Energiepolitisch immer am Ball
Richard Grass
«WIR SIND CHAMPIONS LEAGUE» steht auf dem Titelblatt eines Flyers, den die Gemeinde Riehen 2018 herausgab. Er zeigt aber keine Fotos von jubelnden Fussballspielern, sondern von zufriedenen Einwohnerinnen und Einwohnern, die über Energieprojekte in der Gemeinde berichten. Riehen spielt in der Champions League der europäischen Energiestädte, dem ‹European Energy Award›, an der Spitze mit. Im Oktober 2019 feierte die Gemeinde gleich fünf entsprechende Jubiläen: 30 Jahre Wärmeverbund Riehen, 25 Jahre Geothermie, 20 Jahre Energiestadt, 15 Jahre ‹European Energy Award Gold› und 10 Jahre Wärmeverbund Riehen AG.

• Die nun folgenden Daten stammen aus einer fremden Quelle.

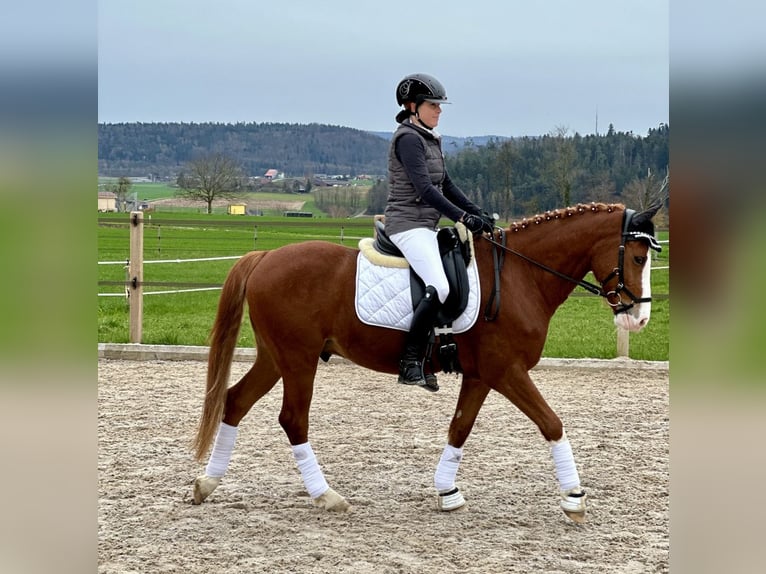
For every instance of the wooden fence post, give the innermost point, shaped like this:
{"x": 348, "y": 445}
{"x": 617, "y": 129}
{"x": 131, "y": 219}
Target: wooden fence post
{"x": 136, "y": 273}
{"x": 623, "y": 342}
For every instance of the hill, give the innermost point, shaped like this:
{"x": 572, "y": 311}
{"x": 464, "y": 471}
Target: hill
{"x": 162, "y": 149}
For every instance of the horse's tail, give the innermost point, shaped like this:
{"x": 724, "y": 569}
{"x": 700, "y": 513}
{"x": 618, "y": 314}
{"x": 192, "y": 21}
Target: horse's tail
{"x": 223, "y": 340}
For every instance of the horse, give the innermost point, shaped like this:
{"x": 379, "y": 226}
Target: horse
{"x": 301, "y": 307}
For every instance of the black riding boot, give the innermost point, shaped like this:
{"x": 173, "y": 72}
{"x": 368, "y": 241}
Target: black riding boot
{"x": 411, "y": 363}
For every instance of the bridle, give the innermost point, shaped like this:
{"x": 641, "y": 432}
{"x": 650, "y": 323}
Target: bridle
{"x": 613, "y": 297}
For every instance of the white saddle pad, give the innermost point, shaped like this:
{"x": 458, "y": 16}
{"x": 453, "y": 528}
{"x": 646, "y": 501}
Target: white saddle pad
{"x": 383, "y": 297}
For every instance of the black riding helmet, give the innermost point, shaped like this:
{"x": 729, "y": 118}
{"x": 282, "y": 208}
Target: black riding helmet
{"x": 420, "y": 88}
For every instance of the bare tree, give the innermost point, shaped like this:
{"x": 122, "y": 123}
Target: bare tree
{"x": 210, "y": 177}
{"x": 121, "y": 189}
{"x": 640, "y": 193}
{"x": 560, "y": 171}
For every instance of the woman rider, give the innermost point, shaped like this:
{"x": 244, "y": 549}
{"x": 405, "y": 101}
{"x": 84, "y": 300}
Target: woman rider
{"x": 420, "y": 192}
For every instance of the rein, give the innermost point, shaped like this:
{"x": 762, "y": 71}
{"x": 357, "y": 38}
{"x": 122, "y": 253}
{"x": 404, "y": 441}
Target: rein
{"x": 613, "y": 297}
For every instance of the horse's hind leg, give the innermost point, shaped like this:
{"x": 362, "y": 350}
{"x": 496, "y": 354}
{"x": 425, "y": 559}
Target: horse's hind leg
{"x": 522, "y": 392}
{"x": 294, "y": 419}
{"x": 258, "y": 381}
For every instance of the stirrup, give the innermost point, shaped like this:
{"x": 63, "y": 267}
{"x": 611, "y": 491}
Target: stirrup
{"x": 411, "y": 373}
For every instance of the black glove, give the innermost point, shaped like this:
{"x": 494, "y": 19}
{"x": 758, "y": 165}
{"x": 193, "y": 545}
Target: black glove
{"x": 477, "y": 224}
{"x": 489, "y": 221}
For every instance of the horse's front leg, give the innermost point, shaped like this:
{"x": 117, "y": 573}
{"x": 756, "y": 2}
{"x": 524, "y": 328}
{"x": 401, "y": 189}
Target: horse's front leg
{"x": 522, "y": 392}
{"x": 472, "y": 395}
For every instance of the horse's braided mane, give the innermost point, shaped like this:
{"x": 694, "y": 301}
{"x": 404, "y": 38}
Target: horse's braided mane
{"x": 563, "y": 213}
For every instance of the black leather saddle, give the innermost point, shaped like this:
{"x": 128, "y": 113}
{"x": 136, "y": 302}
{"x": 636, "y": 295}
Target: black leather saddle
{"x": 455, "y": 257}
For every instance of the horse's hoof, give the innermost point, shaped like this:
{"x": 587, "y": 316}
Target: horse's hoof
{"x": 203, "y": 486}
{"x": 574, "y": 504}
{"x": 578, "y": 517}
{"x": 450, "y": 500}
{"x": 333, "y": 501}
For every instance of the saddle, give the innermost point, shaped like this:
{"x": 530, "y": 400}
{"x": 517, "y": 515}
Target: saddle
{"x": 456, "y": 255}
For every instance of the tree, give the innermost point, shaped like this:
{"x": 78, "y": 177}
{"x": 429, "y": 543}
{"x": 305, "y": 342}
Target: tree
{"x": 210, "y": 177}
{"x": 560, "y": 170}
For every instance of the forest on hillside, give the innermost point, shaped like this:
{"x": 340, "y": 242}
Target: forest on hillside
{"x": 531, "y": 175}
{"x": 510, "y": 176}
{"x": 163, "y": 149}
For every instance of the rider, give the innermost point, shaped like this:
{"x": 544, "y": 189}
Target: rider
{"x": 420, "y": 193}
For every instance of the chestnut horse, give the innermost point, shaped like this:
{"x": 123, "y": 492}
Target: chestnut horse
{"x": 301, "y": 304}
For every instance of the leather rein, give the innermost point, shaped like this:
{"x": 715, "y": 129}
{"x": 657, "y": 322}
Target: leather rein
{"x": 613, "y": 297}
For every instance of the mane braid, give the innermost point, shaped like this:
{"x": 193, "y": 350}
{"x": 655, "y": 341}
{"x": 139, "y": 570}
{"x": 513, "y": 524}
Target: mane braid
{"x": 563, "y": 213}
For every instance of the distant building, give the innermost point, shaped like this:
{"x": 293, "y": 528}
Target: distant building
{"x": 107, "y": 201}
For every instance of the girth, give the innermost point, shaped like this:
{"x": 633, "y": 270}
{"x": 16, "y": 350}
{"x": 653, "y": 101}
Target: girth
{"x": 455, "y": 256}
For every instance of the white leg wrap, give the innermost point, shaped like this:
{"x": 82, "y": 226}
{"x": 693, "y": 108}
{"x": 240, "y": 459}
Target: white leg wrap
{"x": 316, "y": 485}
{"x": 446, "y": 470}
{"x": 566, "y": 471}
{"x": 222, "y": 449}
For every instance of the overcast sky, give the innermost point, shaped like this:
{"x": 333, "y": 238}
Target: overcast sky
{"x": 510, "y": 67}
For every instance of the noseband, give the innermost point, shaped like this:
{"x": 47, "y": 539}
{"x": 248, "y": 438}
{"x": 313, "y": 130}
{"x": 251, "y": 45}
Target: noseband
{"x": 613, "y": 297}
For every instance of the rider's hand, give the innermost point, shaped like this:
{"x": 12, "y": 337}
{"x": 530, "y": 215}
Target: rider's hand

Energie wurde in der Schweiz erst in den 1970er-Jahren zu einem politischen Thema. Die Nutzung der Wasserkraft und der Betrieb von Stark- und Schwachstromanlagen waren zwar schon lange gesetzlich geregelt, aber die Diskussionen über den Bau von Kernkraftwerken und vor allem die beiden Ölkrisen zeigten, dass die Sicherung der Energieversorgung eine hochpolitische Angelegenheit ist. Im Herbst 1973 drosselte die Organisation der arabischen Erdöl exportierenden Staaten anlässlich des Jom-Kippur- Kriegs die Erdölförderung, um die westlichen Staaten, die Israel unterstützten, unter Druck zu setzen. Und 1979/80 führte der Krieg zwischen Iran und Irak zu Förderausfällen und politischen Unsicherheiten. Beide Ölkrisen führten jeweils zu einem sprunghaften Anstieg des Ölpreises, was in den Industrieländern eine schwere Rezession auslöste. In der Schweiz gab das den entscheidenden Impuls, sich mit der Erarbeitung einer umfassenden nationalen Energiepolitik zu befassen. Besonders schnell arbeitete die Bundespolitik allerdings nicht. Erst 1990 erhielt der Bund durch einen Verfassungsartikel weitreichende Befugnisse im Energiebereich. Bis zum ersten eidgenössischen Energiegesetz dauerte es dann nochmals acht Jahre. Basel-Stadt war etwas schneller. 1977 lag das Energieleitbild beider Basel vor, in dem Ressourcenschonung und Umweltschutz thematisiert wurden, und 1983 trat im Kanton Basel-Stadt das Energiespargesetz in Kraft.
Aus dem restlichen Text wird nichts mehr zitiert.